Deus não esteve ausente, mas não foi um ator principal na batalha dos democratas, que teve a virtude mais infrequente dentro da dinâmica eleitoral estadunidense, ao enfrentar duas concepções opostas de como se deve governar o país. Acontece que, independente da proposta de recuperar um certo progressismo e da defensa de alguns aspectos do legado de Obama – que parecem depender de para onde sopra o vento –, Clinton defende o sistema e protege, antes de tudo, os interesses do establishment de Washington, que representa 1% da população que concentra o poder e o dinheiro.

Seu problema é como convencer as classes médias, principais vítimas da crise e com um peso decisivo no resultado final, de que também atuará em sua ajuda.
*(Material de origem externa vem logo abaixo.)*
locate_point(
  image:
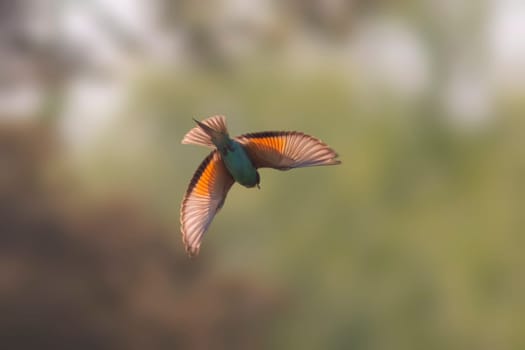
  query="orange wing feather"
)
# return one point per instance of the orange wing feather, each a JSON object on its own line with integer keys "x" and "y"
{"x": 286, "y": 150}
{"x": 204, "y": 198}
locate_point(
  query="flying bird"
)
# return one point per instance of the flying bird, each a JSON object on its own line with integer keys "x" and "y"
{"x": 237, "y": 160}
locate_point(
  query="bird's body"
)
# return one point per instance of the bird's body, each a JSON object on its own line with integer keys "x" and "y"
{"x": 237, "y": 160}
{"x": 239, "y": 164}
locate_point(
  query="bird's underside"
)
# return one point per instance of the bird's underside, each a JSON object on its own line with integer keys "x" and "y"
{"x": 211, "y": 182}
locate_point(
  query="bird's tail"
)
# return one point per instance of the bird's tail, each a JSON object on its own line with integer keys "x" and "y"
{"x": 206, "y": 131}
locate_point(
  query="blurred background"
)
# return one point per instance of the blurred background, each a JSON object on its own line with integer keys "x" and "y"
{"x": 414, "y": 242}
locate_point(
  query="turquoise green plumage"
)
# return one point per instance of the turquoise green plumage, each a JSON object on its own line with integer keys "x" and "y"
{"x": 237, "y": 160}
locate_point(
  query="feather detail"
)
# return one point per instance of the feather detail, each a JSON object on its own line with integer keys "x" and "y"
{"x": 197, "y": 136}
{"x": 204, "y": 198}
{"x": 285, "y": 150}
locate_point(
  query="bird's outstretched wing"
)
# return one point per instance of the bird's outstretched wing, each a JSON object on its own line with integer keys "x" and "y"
{"x": 204, "y": 198}
{"x": 198, "y": 136}
{"x": 285, "y": 150}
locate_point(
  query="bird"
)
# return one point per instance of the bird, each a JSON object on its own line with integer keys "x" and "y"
{"x": 236, "y": 159}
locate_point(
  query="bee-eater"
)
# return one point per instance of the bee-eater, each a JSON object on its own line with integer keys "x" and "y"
{"x": 237, "y": 160}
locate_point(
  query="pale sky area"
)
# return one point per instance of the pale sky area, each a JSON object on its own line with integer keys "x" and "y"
{"x": 379, "y": 47}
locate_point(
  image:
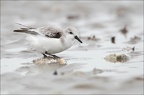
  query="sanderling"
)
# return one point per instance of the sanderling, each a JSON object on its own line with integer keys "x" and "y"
{"x": 50, "y": 40}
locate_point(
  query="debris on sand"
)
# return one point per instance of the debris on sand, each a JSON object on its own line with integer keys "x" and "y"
{"x": 93, "y": 37}
{"x": 113, "y": 40}
{"x": 72, "y": 16}
{"x": 134, "y": 40}
{"x": 124, "y": 31}
{"x": 49, "y": 60}
{"x": 129, "y": 49}
{"x": 117, "y": 58}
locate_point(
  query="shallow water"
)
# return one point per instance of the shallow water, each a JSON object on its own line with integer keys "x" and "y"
{"x": 86, "y": 72}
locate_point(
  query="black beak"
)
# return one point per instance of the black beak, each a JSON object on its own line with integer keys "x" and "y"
{"x": 76, "y": 37}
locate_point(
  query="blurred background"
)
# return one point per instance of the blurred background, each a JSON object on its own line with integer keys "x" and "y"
{"x": 97, "y": 22}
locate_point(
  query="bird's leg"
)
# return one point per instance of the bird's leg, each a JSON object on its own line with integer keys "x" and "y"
{"x": 44, "y": 56}
{"x": 51, "y": 55}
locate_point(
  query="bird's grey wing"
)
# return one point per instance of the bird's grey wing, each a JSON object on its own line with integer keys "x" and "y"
{"x": 50, "y": 32}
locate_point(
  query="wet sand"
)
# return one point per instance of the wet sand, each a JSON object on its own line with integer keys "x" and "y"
{"x": 101, "y": 27}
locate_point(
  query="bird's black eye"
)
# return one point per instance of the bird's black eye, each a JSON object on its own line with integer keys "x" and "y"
{"x": 70, "y": 32}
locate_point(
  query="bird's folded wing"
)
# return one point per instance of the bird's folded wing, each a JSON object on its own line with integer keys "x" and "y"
{"x": 51, "y": 32}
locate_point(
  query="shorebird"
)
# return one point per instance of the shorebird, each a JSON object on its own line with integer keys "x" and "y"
{"x": 49, "y": 40}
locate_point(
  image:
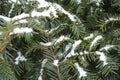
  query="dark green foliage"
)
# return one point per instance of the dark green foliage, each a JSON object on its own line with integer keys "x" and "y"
{"x": 100, "y": 19}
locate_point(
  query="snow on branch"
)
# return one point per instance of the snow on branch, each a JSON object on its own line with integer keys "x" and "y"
{"x": 89, "y": 37}
{"x": 19, "y": 58}
{"x": 55, "y": 62}
{"x": 95, "y": 41}
{"x": 53, "y": 9}
{"x": 82, "y": 73}
{"x": 41, "y": 70}
{"x": 55, "y": 41}
{"x": 107, "y": 47}
{"x": 102, "y": 57}
{"x": 21, "y": 30}
{"x": 72, "y": 52}
{"x": 9, "y": 13}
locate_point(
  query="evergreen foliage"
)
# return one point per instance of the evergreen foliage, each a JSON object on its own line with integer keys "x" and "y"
{"x": 59, "y": 40}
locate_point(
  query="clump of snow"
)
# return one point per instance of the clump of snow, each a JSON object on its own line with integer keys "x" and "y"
{"x": 95, "y": 41}
{"x": 5, "y": 18}
{"x": 72, "y": 52}
{"x": 1, "y": 33}
{"x": 78, "y": 1}
{"x": 55, "y": 41}
{"x": 86, "y": 52}
{"x": 107, "y": 47}
{"x": 97, "y": 2}
{"x": 19, "y": 58}
{"x": 14, "y": 1}
{"x": 55, "y": 62}
{"x": 82, "y": 73}
{"x": 68, "y": 47}
{"x": 102, "y": 57}
{"x": 61, "y": 38}
{"x": 113, "y": 19}
{"x": 53, "y": 9}
{"x": 9, "y": 13}
{"x": 21, "y": 21}
{"x": 21, "y": 16}
{"x": 89, "y": 37}
{"x": 43, "y": 3}
{"x": 47, "y": 44}
{"x": 41, "y": 70}
{"x": 81, "y": 53}
{"x": 21, "y": 30}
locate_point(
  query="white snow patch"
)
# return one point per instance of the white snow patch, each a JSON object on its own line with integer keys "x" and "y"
{"x": 46, "y": 44}
{"x": 89, "y": 37}
{"x": 21, "y": 21}
{"x": 9, "y": 13}
{"x": 68, "y": 47}
{"x": 95, "y": 41}
{"x": 107, "y": 47}
{"x": 82, "y": 73}
{"x": 61, "y": 38}
{"x": 113, "y": 19}
{"x": 55, "y": 62}
{"x": 21, "y": 16}
{"x": 19, "y": 58}
{"x": 41, "y": 70}
{"x": 55, "y": 41}
{"x": 21, "y": 30}
{"x": 53, "y": 9}
{"x": 43, "y": 3}
{"x": 1, "y": 33}
{"x": 86, "y": 52}
{"x": 72, "y": 52}
{"x": 15, "y": 1}
{"x": 102, "y": 57}
{"x": 78, "y": 1}
{"x": 81, "y": 53}
{"x": 5, "y": 18}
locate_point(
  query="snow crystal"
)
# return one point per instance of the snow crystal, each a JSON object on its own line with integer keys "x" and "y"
{"x": 21, "y": 30}
{"x": 41, "y": 70}
{"x": 19, "y": 58}
{"x": 21, "y": 21}
{"x": 89, "y": 37}
{"x": 78, "y": 1}
{"x": 21, "y": 16}
{"x": 15, "y": 1}
{"x": 68, "y": 47}
{"x": 81, "y": 53}
{"x": 107, "y": 47}
{"x": 55, "y": 41}
{"x": 102, "y": 57}
{"x": 45, "y": 13}
{"x": 53, "y": 9}
{"x": 72, "y": 17}
{"x": 61, "y": 38}
{"x": 55, "y": 62}
{"x": 95, "y": 41}
{"x": 5, "y": 18}
{"x": 46, "y": 44}
{"x": 86, "y": 52}
{"x": 43, "y": 3}
{"x": 113, "y": 19}
{"x": 9, "y": 13}
{"x": 72, "y": 52}
{"x": 82, "y": 73}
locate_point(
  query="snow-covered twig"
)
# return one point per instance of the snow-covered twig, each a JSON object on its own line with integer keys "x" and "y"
{"x": 41, "y": 70}
{"x": 9, "y": 13}
{"x": 82, "y": 73}
{"x": 19, "y": 58}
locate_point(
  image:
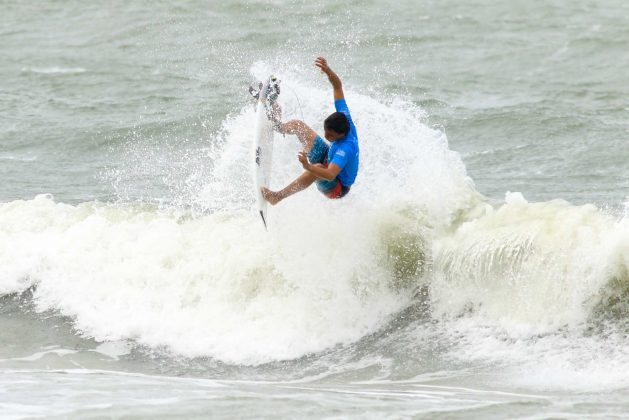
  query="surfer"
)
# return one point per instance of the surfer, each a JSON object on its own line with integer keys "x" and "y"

Do contrário, seu até agora principal e atípico concorrente, o senador Bernie Sanders, de Vermont, que se apresenta como social democrata e porta-voz dos 99% restantes da população, que abomina os magnatas de Wall Street, que defende uma universidade gratuita, uma saúde pública para todos, num sistema mais amplo do que o produzido pela reforma de Obama e que levanta a bandeira da luta contra a desigualdade, tão pavorosa lá como em tantas outras partes do mundo.

O crescimento da sua candidatura é em parte resultado do que foi semeado por movimentos como o Occupy Wall Street (similar ao 15M da Espanha) e se nutre da decepção desse ectoplasma chamado esquerda, tão difícil de definir nos Estados Unidos, e que se não consegue o milagre de atrair os votos de centro está condenado de antemão ao fracasso.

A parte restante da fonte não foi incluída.